I have googled a lot, and even went to a tech shop. Problem persists.

It’s not particularly hot for a laptop GPU - tiny cases, worse cooling!

Hi Neko, I’m not sure how I found your thread (it appears to be several months old and possibly still unsolved) but…

Look in your Event Viewer > Windows Logs > System section. On the right “Filter Current Log…”. Choose “Kernel-Power” from the extraordinarily long checkbox list that behaves poorly when typed into (great UX, Microsoft!) and changed “Logged” to Last 7 days or some other manageable period you know this has occurred in.

Look for Event ID 42 - this will be your entering sleep state log. The Target/Effective State value in the Details > EventData section will tell us exactly what type of sleep your computer is going into (sleep, hybrid, hibernate, etc). More info: docs.microsoft .com/en-us/windows/desktop/power/system-power-states
Note: I believe (for our limited range we’re interested in) the Event Viewer “EffectiveState” value is ~sleep state number + 1 from empirical testing - usually my sleeps are State 4, but when I enabled hibernation for this and forced it via command line I went into State 5.

On the “General” tab of your Event ID 42 there should be a “Sleep Reason:” - what does this say?
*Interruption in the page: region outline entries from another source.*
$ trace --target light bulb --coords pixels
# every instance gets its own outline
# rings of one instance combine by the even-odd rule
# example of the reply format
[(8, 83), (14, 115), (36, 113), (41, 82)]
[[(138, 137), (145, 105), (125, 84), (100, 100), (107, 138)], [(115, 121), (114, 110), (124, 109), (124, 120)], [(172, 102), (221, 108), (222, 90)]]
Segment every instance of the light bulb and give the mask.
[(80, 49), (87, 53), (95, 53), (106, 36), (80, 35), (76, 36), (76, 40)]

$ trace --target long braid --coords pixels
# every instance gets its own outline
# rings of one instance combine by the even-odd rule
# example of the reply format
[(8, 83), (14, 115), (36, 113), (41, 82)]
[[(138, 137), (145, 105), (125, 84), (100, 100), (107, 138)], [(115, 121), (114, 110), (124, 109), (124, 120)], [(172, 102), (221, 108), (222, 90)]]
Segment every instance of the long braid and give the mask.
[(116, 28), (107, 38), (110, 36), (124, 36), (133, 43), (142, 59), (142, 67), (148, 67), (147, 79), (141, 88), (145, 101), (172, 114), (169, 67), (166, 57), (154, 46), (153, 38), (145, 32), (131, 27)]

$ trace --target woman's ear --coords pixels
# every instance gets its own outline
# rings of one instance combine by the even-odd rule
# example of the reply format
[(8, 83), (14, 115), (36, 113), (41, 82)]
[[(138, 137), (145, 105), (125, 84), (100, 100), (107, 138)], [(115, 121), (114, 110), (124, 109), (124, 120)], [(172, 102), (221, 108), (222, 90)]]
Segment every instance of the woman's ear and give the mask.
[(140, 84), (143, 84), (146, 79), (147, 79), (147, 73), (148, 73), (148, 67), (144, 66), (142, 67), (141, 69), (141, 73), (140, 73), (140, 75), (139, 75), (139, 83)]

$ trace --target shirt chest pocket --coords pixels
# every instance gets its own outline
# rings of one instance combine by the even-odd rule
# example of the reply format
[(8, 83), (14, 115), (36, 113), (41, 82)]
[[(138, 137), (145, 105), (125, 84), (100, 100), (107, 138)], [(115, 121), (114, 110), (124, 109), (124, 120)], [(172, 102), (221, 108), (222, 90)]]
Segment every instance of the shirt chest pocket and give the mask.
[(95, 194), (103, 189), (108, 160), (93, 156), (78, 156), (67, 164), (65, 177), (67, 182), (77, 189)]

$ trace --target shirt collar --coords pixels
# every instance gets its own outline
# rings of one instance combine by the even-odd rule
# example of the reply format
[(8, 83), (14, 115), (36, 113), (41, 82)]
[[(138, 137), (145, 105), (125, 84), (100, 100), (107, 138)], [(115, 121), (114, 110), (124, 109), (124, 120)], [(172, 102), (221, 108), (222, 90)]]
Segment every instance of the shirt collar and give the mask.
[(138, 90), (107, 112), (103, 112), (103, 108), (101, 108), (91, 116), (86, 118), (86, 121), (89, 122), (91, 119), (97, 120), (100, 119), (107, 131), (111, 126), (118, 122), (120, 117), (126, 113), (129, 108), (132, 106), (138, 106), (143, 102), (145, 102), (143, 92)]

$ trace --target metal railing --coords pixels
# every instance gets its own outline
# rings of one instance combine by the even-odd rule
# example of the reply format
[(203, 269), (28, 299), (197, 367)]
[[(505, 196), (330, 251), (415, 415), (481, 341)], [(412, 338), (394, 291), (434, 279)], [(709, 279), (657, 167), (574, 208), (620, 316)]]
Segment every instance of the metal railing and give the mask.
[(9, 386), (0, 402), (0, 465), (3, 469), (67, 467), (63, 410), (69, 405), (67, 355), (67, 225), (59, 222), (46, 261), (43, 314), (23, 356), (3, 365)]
Most likely it will be “Application API”. If so, look at the corresponding Event ID 187 (a few seconds earlier). Under the details section in EventDate > ApiCallerName will be the name of the process that called the Windows SetSuspendState or SetSystemPowerState APIs. This is shutdown.exe for me where I have called the executable via the command line, and explorer.exe when I use the start menu - hopefully it says something interesting/useful for you!

Could you reply with:

  1. The value of Target/EffectiveState
  2. The “Sleep Reason:” for the relevant power event
  3. The ApiCallerName for the corresponding 'doze power API call event, if applicable.